1 Introduction

Multimedia networking applications benefit from the rapid development of encoding/compression techniques multimedia data sources, effective Quality of Service (QoS) management mechanisms and Quality of Experience (QoE) criteria for system optimization. This special issue aims to expose the readership to the latest research results on multimedia networking issues for electronic commerce systems.

The special issue is composed of three referred papers covering such topics as electronic souvenir appification (for smartphones and tablets), variable video coding for peer-to-peer (P2P) streaming, and effective P2P Internet Protocol television (IPTV) digital rights management architectures. The issue sets out to demonstrate pioneer work in this field, investigate novel solutions and methods for services design and discuss future trends in this field.

2 The papers in this special issue

Recently, Appification has been introduced to describe the rapidly widening shift from web browsing to the usage of smartphone applications for Internet-based information access and e-services consumption. The first paper, “E-souvenir Appification: QoS Web based Media Delivery for Museum Apps” by Evangelos Sakkopoulos, Mersini Paschou, Yannis Panagis, Dimitris Kanellopoulos, Georgios Eftaxias and Athanasios Tsakalidis, presents a solution that introduces e-souvenir (digital souvenir) by extending the appification of e-shopping and shopping (non electronic) souvenirs while visiting cultural sights (e.g. museums, exhibitions etc). The proposed smartphone app increases a user’s involvement in order to personalize the App with his/her choices while sightseeing, and thus it forms an electronic souvenir.

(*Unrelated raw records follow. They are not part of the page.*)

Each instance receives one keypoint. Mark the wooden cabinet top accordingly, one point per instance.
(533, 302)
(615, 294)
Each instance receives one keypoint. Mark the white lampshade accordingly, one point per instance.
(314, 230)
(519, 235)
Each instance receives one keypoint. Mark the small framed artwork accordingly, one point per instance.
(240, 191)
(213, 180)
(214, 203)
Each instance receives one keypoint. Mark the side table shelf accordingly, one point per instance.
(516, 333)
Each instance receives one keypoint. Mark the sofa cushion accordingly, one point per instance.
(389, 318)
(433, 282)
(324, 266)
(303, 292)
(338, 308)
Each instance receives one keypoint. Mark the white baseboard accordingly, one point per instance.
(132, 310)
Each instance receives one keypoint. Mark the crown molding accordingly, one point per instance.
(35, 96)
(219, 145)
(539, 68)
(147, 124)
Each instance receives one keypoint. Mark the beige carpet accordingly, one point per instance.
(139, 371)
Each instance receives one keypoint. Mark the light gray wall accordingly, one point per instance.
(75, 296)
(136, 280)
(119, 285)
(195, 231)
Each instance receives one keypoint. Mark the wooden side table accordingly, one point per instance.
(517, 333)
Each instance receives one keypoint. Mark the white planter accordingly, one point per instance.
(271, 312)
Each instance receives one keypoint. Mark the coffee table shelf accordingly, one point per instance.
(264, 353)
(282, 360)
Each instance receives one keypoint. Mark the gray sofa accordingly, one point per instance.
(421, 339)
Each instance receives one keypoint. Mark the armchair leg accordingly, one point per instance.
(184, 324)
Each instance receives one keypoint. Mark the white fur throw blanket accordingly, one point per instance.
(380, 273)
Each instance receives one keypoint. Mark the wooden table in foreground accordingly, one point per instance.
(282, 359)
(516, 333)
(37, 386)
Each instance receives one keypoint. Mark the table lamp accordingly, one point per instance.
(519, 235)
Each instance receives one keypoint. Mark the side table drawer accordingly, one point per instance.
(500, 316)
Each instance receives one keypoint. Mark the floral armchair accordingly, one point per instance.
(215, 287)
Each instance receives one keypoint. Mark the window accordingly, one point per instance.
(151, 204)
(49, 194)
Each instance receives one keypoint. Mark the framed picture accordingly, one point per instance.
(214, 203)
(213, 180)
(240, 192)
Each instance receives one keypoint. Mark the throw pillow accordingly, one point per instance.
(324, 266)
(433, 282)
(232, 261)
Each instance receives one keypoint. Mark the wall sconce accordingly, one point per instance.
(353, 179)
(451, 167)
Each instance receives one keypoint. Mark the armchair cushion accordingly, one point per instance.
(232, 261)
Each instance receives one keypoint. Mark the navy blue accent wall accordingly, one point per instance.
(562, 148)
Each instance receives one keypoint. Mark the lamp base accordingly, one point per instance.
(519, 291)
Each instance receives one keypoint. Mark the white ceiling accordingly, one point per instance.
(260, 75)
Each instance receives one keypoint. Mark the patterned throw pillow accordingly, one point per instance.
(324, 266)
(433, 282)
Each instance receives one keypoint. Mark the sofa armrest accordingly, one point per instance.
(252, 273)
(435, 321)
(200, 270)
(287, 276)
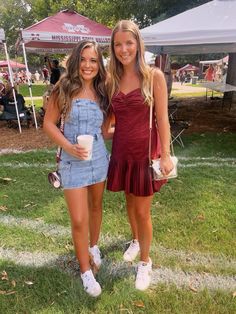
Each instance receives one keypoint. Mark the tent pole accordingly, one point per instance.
(29, 85)
(12, 85)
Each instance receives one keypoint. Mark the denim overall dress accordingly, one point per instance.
(85, 117)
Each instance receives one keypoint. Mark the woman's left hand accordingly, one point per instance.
(166, 165)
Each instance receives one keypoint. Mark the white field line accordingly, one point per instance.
(192, 280)
(51, 230)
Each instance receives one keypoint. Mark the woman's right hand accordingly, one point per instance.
(77, 151)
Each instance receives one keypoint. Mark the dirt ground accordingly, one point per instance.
(203, 116)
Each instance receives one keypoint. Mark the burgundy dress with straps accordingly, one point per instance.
(129, 165)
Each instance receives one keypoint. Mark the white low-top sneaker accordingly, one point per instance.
(91, 286)
(95, 258)
(144, 275)
(132, 251)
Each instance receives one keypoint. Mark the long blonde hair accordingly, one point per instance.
(116, 68)
(71, 82)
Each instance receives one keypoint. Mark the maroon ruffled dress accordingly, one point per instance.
(129, 164)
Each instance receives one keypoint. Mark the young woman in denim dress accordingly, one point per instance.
(81, 96)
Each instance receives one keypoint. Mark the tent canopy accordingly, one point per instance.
(2, 35)
(210, 27)
(13, 64)
(61, 32)
(188, 67)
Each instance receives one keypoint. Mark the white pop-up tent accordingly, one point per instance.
(3, 43)
(208, 28)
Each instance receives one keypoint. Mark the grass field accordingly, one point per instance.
(193, 248)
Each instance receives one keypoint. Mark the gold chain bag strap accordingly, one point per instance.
(155, 163)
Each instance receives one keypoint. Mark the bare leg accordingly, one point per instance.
(144, 224)
(95, 194)
(130, 204)
(77, 202)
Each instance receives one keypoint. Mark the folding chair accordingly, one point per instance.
(172, 110)
(177, 128)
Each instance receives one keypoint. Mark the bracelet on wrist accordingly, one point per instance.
(165, 154)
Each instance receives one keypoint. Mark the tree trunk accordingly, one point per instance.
(231, 78)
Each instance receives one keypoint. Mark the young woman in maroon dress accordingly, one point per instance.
(129, 89)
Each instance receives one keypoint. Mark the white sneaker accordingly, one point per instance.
(132, 251)
(143, 278)
(95, 258)
(91, 286)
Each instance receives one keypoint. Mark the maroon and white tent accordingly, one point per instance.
(61, 32)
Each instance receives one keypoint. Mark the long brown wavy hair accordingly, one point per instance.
(71, 83)
(116, 67)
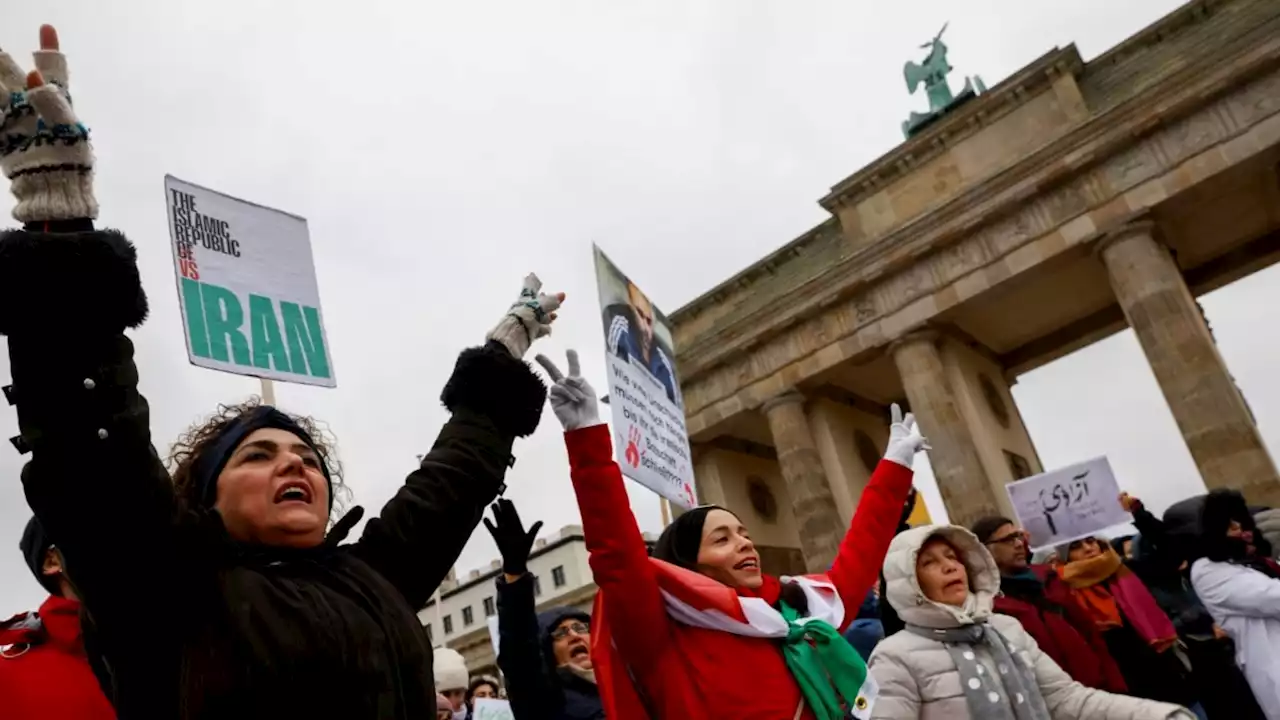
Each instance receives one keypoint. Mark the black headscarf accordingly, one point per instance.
(210, 463)
(679, 543)
(35, 546)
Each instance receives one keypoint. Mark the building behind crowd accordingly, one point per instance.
(1069, 201)
(460, 615)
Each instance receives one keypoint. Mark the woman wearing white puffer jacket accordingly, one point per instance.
(958, 660)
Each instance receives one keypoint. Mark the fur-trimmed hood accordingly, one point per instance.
(1198, 525)
(903, 588)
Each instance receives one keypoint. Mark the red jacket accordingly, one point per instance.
(1064, 632)
(44, 670)
(694, 673)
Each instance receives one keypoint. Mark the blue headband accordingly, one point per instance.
(210, 463)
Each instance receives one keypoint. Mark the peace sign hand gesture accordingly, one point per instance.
(572, 399)
(44, 147)
(904, 438)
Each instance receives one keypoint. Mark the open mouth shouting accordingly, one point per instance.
(293, 491)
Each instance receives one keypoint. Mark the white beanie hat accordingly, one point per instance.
(451, 670)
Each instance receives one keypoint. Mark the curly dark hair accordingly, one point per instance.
(197, 437)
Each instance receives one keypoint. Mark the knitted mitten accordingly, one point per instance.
(44, 149)
(528, 319)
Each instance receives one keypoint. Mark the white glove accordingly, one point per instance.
(44, 147)
(528, 319)
(572, 399)
(904, 438)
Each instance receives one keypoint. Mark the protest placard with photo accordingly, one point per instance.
(649, 434)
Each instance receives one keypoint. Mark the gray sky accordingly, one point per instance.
(442, 150)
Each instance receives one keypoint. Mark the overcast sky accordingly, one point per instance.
(442, 150)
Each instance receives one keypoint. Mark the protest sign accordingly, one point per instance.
(492, 709)
(649, 436)
(1069, 504)
(247, 287)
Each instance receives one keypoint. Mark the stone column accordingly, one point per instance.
(812, 500)
(963, 481)
(1201, 393)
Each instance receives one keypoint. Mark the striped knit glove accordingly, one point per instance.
(44, 147)
(529, 318)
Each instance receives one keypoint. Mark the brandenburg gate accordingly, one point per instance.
(1056, 208)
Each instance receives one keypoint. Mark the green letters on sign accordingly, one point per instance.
(224, 317)
(215, 318)
(305, 337)
(268, 343)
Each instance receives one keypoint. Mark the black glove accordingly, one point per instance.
(513, 542)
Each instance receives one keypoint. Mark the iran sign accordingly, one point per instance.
(247, 287)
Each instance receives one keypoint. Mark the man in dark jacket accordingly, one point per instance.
(190, 613)
(1038, 598)
(867, 630)
(44, 669)
(545, 659)
(1162, 554)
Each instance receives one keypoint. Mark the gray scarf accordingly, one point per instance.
(1014, 695)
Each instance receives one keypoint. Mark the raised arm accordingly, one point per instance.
(520, 643)
(67, 295)
(1235, 589)
(862, 552)
(494, 397)
(620, 561)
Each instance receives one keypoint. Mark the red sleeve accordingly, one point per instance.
(862, 552)
(620, 561)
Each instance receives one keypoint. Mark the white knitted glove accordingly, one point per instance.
(529, 318)
(44, 147)
(904, 438)
(572, 399)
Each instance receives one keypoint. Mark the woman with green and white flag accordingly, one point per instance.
(698, 630)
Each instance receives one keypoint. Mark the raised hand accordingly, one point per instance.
(513, 542)
(904, 438)
(44, 147)
(1129, 504)
(572, 399)
(529, 318)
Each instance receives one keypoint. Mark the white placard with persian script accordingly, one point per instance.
(1069, 504)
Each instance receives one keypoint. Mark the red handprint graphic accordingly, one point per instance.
(632, 452)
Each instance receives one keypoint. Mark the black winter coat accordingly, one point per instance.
(535, 688)
(182, 621)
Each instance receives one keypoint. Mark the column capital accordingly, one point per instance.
(924, 333)
(785, 397)
(1139, 226)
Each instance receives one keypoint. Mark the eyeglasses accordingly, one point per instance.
(576, 628)
(1016, 536)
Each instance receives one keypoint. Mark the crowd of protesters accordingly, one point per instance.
(218, 584)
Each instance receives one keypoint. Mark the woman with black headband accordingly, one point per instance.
(699, 630)
(218, 592)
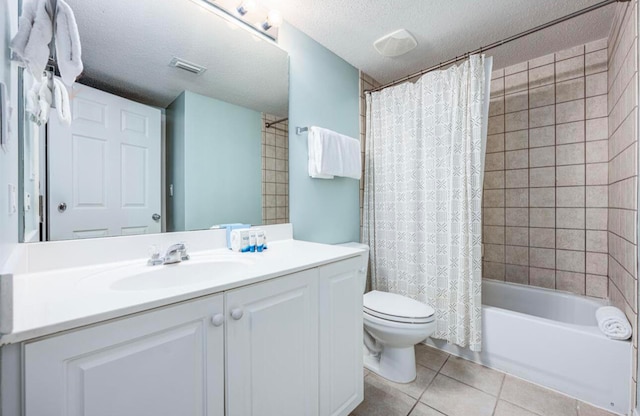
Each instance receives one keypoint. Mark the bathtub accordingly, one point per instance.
(552, 339)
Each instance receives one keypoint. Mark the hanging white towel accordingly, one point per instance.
(613, 323)
(68, 48)
(61, 98)
(39, 99)
(333, 154)
(35, 30)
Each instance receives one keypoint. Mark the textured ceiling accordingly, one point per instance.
(443, 28)
(127, 46)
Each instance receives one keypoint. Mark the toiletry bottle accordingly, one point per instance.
(252, 241)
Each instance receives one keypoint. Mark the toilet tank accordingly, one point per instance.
(364, 261)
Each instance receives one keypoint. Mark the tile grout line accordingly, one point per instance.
(495, 407)
(584, 141)
(555, 174)
(428, 385)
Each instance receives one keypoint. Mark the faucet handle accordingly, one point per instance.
(154, 256)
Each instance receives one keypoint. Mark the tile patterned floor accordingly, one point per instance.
(450, 386)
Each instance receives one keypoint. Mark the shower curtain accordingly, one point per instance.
(424, 164)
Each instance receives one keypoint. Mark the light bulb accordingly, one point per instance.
(246, 7)
(274, 19)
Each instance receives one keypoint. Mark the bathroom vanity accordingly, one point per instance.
(273, 333)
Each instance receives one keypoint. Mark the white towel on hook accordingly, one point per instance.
(35, 30)
(333, 154)
(613, 323)
(61, 99)
(68, 48)
(39, 99)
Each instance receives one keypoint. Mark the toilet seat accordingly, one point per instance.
(397, 308)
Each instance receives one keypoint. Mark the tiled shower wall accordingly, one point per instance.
(275, 171)
(545, 186)
(366, 83)
(623, 165)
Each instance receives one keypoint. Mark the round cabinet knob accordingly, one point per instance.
(236, 313)
(217, 320)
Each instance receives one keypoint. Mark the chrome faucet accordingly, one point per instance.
(175, 254)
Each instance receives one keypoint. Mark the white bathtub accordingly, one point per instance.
(552, 339)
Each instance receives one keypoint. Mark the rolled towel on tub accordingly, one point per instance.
(613, 323)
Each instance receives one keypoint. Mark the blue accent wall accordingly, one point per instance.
(215, 164)
(323, 91)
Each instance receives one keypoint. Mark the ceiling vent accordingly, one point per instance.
(187, 66)
(396, 43)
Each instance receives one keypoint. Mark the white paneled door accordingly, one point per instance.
(104, 169)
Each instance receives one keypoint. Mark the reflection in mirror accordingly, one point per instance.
(169, 127)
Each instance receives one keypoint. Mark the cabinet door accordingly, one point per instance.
(167, 362)
(272, 347)
(341, 378)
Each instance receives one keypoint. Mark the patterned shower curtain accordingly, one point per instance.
(423, 191)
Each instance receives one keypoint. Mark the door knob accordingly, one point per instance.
(236, 313)
(217, 320)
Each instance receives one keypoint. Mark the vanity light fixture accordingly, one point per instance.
(245, 7)
(274, 19)
(242, 14)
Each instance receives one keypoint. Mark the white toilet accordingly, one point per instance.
(393, 325)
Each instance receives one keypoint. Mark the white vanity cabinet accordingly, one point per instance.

The proposed approach introduces intelligent QoS enabled features to the cultural smartphone App to improve the user’s experience. In addition, the authors facilitate efficient QoS-based media delivery for the e-souvenir solution in order to make it efficient to operate under heavy network traffic load and best-effort Internet-based connections.

The second paper, “How Variable Bitrate Video Formats Can Help P2P Streaming Boost its Reliability and Scale” by Marat Zhanikeev, analyzes and compares performance among several P2P methods using simulation tools. Further, it presents a P2P delivery model that allows video content providers to run services globally without procuring local facilities in several countries. The paper also discusses the application of the proposed model in electronic commerce.

Currently, IPTV services are deployed in a P2P architecture to achieve scalability. In the light of this situation, the intellectual property rights of valuable IPTV content distributed over P2P networks must be considered. Definitely, an important issue is to effectively apply Digital Rights Management (DRM) for P2P IPTV services. The third paper, “A Cost-Effective Key Distribution of P2P IPTV DRM over Opportunistic Multicast Overlay for e-Commerce Systems” by Ray-I Chang, Tsao-Ta Wei, and Chia-Hui Wang, presents an effective P2P IPTV DRM architecture for e-Commerce systems. The proposed architecture is based on the standards from the open mobile alliance (OMA). In addition, the authors propose a cost-effective key distribution mechanism with leverage between DRM protection strength and system/network load. The proposed mechanism can improve DRM frameworks for P2P IPTV applications in e-Commerce systems on the opportunistic multicast overlay to overcome peer churn arising from leaving and joining peers.